Here’s the life-long instruction set in one declarative sentence – Practice keeping your adrenals from closing your heart and making you their Bitch, i.e. temporarily insane.
Right now, as I’m crafting this blog post, I’m sitting in my office and my body is splattered with chronic uticaria (Hives – No. 12 of the 50 most common ways our adrenals kick our ass). Big red random welts that itch like crazy show up daily, here, there and everywhere. When they erupt on my lips I look like I’ve come out on the bad end of a Saturday night bar brawl. On my eyebrow they swell and close one eye making it look like I’ve stroked out. When they swell my inguinal crease, you’ll find me standing around like an on-deck baseball player with one hand or the other perpetually down the front of my pants. This adrenal-generated stress response can be a real pain in the ass, literally.
So, since I know that this condition and all kinds of others often result from piling too much stress on my brain and body, what’s really going on? And more importantly, what might I do to keep it from continuing down this heart-closing, crazy-making path? Excessive stress hormones circulating in the brain and body, invariably impair our response ability.
HPA All the Way
The brain and body work together to process stress along something called the HPA axis. HPA stands for Hypothalmic-Pituitary-Adrenal. That’s the electro-chemical route that gets activated in response to my wife going in for surgery, for example (which is clearly related to this current hives flareup. She went under the knife, but my body acts as if it’s being cut). My brain works this axis all day long from sunup to sundown. It only becomes problematic when the levels of stress hormones exceed a threshold my body can easily manage. A major problem for me is that I’m not sufficiently tuned in to my body to know when I’ve surpassed those stress levels – when I’ve “jumped the hump.” I very often only find out after the fact, like when I get a headache, or I suddenly break out in hives, or I get a traffic ticket (traffic tickets are usually the result of me not paying close enough attention to the road because I’m off in the clouds thinking about something that’s majorly stressing me).

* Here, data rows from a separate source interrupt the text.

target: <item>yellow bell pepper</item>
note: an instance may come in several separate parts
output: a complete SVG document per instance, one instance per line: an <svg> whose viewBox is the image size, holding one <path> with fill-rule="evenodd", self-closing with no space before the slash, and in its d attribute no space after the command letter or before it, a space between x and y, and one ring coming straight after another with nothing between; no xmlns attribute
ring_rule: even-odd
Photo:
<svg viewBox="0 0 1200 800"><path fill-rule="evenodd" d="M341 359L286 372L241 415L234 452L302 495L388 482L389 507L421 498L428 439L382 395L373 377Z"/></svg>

And the thoughts I think, it turns out, are in reality probably THE major stressors in my life. Only I rarely realize it. I erroneously think the stressors are other people, places and circumstances. Rarely does the Cougar have my Leg, but the thoughts I think end up making my body believe one does. My adrenals generate high levels of stress hormones very much as they would if a real Cougar did actually have my leg. Or a real grizzly bear.
A simple example from yesterday: I’m reading Laurence Gonzales’s excellent book, Surviving Survival. It’s an account of how the brain and body are profoundly changed in the wake of major trauma and describes the struggles that roughly a dozen people have had to go through in the aftermath. I’m reading about survivors of grizzly bear attacks. As I’m reading, because Laurence is such a compelling writer, I’m actually feeling what it might feel like to really BE attacked by a grizzly bear. Spurred on by the adrenal response in my body, I go on the Internet and find pictures of the actual people who’ve survived these bear maulings. They are not pretty pictures. If my adrenal response wasn’t great enough from just reading the text, the pictures further trigger an increased flood of adrenaline and cortisol. It’s not too long until I actually have to put the book down, leash up the dogs and go for a long, heavy-breathing Discharge Walk.

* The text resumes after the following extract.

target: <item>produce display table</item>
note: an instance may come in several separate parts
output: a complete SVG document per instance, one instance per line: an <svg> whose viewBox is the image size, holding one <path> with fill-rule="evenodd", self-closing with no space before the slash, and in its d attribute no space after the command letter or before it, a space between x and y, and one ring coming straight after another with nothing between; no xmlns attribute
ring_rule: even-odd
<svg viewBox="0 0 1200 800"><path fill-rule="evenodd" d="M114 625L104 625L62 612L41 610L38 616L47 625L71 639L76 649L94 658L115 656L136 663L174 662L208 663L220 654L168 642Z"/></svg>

So that’s one way to skillfully manage my adrenals: exercise.
Who’s Minding the Mind?
Another is to practice minding my thinking. My brain and the world are complex beyond measure. It does very little good to try to plan for millions of contingencies that in all likelihood will never happen. To underscore this tendency, recent email signature displayed Zen teacher, Charlotte Joko Beck asserting:
“Life is not a safe space. It never was and it never will be. If we’ve hit the eye of the hurricane for a year or two, it still can’t be counted on. There is no safe space, not for your money, not for ourselves, not for those we love….And it’s not our business to worry about that.”
So, that’s my job: to realize that my brain, together with the brains of the other 7 billion plus people on the planet comprise networks of unimaginable and unpredictable complexity, and to do my best not to worry about the terrors and tragedies that might befall me near or far on up the road. Rather, I’d be better served to follow Gonzales’s 12 Rules for Surviving Survival, one of which is to think about what’s directly in front of me and to trust that my brain and body are sufficiently resilient to get me through whatever crises may arise – much as they always have; including a grizzly bear managing to board the ferry on the mainland in Mukilteo, make it over here to Whidbey Island, and attack me one day while I’m out walking the abandoned golf course across the street from the house. It will most likely be yet one more opportunity for compassionately ramping up AMP – Adrenal Management Practice.